The coding implementation in Dynamo assigns a new P-set to all the Revit families involved in the analysis (windows, doors, stairs, facade elements, and struts as well as ceilings from the ARC model; structural elements such as columns and girders from the STR file). First, all component-specific materials and different Revit properties, such as component name, area, volume, and quantity, are summarized, and then, they are queried and transferred into the new P-set. These pieces of info are then merged with the data coming from the AIR, such as the final material assignment, product overviews, environmental product declaration (EPD) data, and the predicted service life and energy requirement. The collection of the known boundary conditions, as well as the pre-defined information on the observation period, relevant life cycle phases, and transport definitions, can be adapted or modified simply overwriting the info after a rapid compatibility checking set directly in Dynamo.

Life cycle assessment

The term “life cycle” describes the whole existence of products, from resource extraction through manufacturing, use, and disposal (Nieuwlaar, 2013). Consequently, the LCA methodology refers to a technique for assessing how materials affect the environment over the course of their entire life cycle (EN ISO 14044:2006, 2006; Monticelli, 2006). The methodology is structured in four steps: In the first step, the goal and scope, the functional unit for the comparison, and the procedure for incorporating environmental data into decision making are described (Nieuwlaar, 2013). Then, data will be collected in the life cycle inventory (LCI) step. This dataset contains not only a list of all inflows and outflows involving various individual supply chain unit procedures but also environmental impacts and energy consumption during the production of products from raw materials (Pagnon et al., 2020). Moreover, LCI contains numerical data based on reference units (Nieuwlaar, 2013). The goal and scope determine how much life cycle data and phases can be included in LCI (Nieuwlaar, 2013). According to the numerical data coming from LCI, the potential environmental impacts originating from the elementary flows will be assessed in the life cycle impact assessment (LCIA) step (Nieuwlaar, 2013). The life cycle interpretation will be a conclusion of the obtained data in different steps of LCA, which can provide some recommendations (Monticelli, 2006, 2007; Nieuwlaar, 2013) for the architects.

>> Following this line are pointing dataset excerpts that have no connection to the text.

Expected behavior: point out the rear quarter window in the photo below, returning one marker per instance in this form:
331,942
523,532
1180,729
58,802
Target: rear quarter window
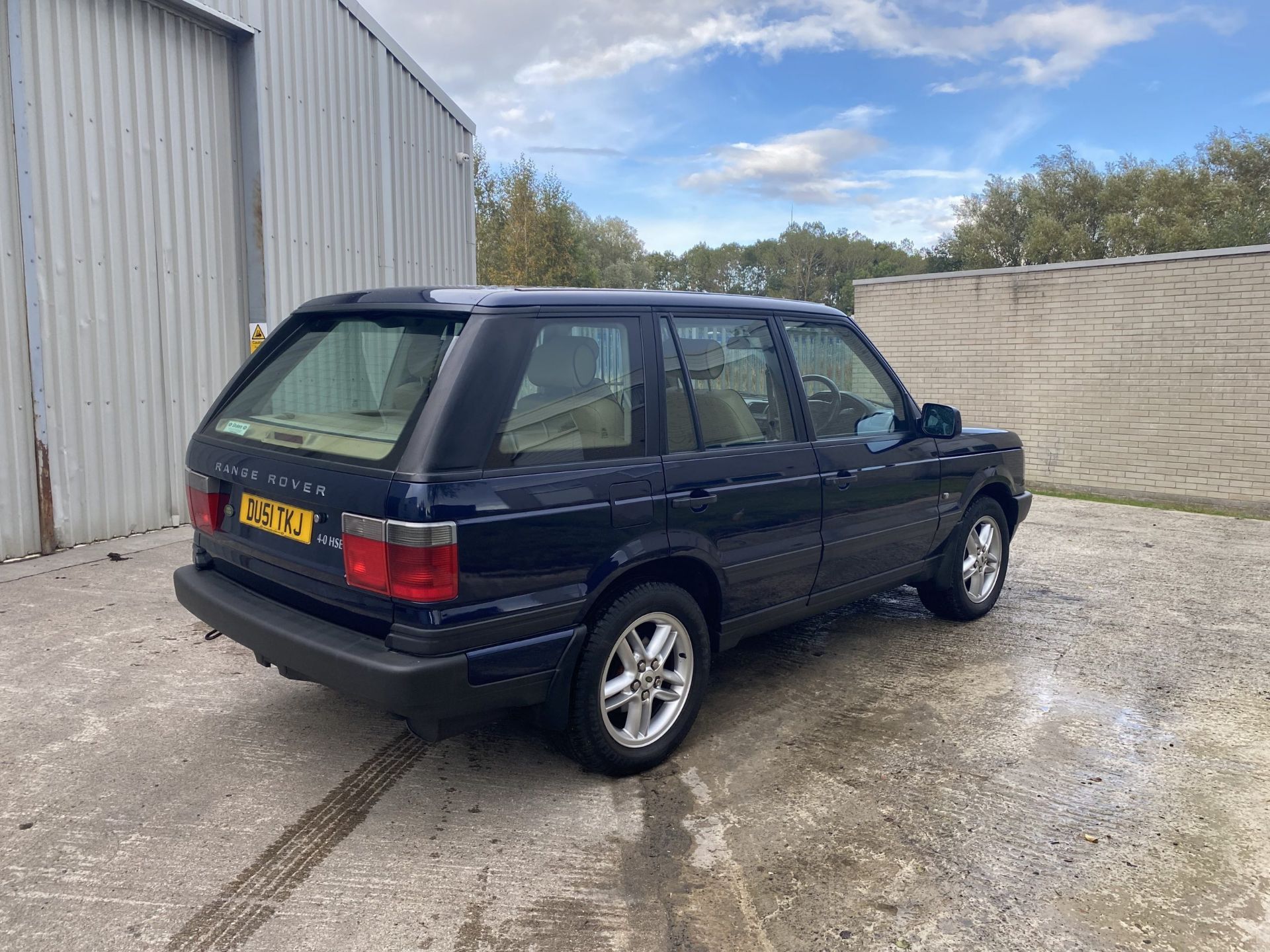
579,397
342,386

Following the above-described method, in this study, the authors use the info collected in the AIR as a way for covering and comparing more technical data—not only the quantity take-off—and guaranteeing a correct LCI allocation to the Revit objects. For example, this can be the minimum compressive strength class for concrete, the tree species or material type for wood, or the type and processing of metals. The sensible data—transferred to the new Revit P-set created for each object—are exported through .xls to the cloud platform of One-Click LCA (2022), in which every individual Revit element can be referenced to the ÖKOBAUDAT Platform (2002); then, the obtained LCI can be adapted or supplemented with the values of density and transport, the combination of composite materials, the eventual assignment of data from an EPD, the service life, and operational energy. Through the .dyn code that operates a geometrical and technical checking in order to examine that the right materials have been mapped in Revit material library, the One-Click LCA platform is ready to be automatically compiled and run.

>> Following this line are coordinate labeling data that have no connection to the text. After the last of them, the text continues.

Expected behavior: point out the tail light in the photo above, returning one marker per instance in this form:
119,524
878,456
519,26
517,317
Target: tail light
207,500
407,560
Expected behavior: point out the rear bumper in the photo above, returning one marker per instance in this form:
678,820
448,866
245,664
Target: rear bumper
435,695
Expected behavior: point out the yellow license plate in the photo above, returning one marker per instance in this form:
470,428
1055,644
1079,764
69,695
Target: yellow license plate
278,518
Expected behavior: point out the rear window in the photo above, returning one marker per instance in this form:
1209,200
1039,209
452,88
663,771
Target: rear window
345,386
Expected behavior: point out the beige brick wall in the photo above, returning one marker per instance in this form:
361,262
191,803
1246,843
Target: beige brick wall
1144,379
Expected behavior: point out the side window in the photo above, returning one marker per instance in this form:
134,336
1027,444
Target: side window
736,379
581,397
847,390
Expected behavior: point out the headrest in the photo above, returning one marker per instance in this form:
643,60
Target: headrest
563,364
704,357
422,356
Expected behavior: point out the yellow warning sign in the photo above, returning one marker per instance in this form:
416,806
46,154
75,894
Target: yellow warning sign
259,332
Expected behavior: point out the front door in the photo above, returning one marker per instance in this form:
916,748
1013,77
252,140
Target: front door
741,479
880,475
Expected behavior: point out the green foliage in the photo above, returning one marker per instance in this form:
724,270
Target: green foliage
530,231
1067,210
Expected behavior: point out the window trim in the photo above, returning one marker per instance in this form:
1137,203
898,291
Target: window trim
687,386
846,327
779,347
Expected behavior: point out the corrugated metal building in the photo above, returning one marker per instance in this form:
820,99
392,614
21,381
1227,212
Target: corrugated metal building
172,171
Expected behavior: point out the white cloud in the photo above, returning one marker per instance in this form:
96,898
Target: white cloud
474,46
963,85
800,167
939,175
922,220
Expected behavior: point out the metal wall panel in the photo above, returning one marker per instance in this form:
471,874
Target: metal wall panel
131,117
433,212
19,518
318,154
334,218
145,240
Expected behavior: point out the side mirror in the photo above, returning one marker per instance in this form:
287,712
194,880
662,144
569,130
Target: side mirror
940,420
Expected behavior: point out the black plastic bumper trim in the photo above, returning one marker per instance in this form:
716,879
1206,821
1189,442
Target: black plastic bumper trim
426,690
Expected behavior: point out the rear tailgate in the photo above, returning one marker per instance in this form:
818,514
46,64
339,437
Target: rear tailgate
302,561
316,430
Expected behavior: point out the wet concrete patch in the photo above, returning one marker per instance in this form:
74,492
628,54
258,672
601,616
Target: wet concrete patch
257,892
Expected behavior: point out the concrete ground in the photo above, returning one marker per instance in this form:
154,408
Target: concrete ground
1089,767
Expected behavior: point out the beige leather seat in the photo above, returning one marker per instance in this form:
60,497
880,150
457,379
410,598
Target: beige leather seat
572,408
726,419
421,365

Radioactivity rate of materials

The study also intends to analyze the amounts—small but not negligible—of natural radioactivity present in building materials, due to the radioisotopes uranium (U-238), thorium (Th-232), and potassium (K-40) in variable quantity concentrations depending on the type and origin. By way of example, some sorts of granite and tuffs can sometimes record sensitive concentrations of radioisotopes, while in marbles radioactivity is rarely present in significant quantities. Radioactivity can be present in other materials, such as various types of sand used for porcelain stoneware or some particular cements. These (possible) contributions therefore contribute to the dose of radioactivity of natural origin materials (Kang et al., 2020).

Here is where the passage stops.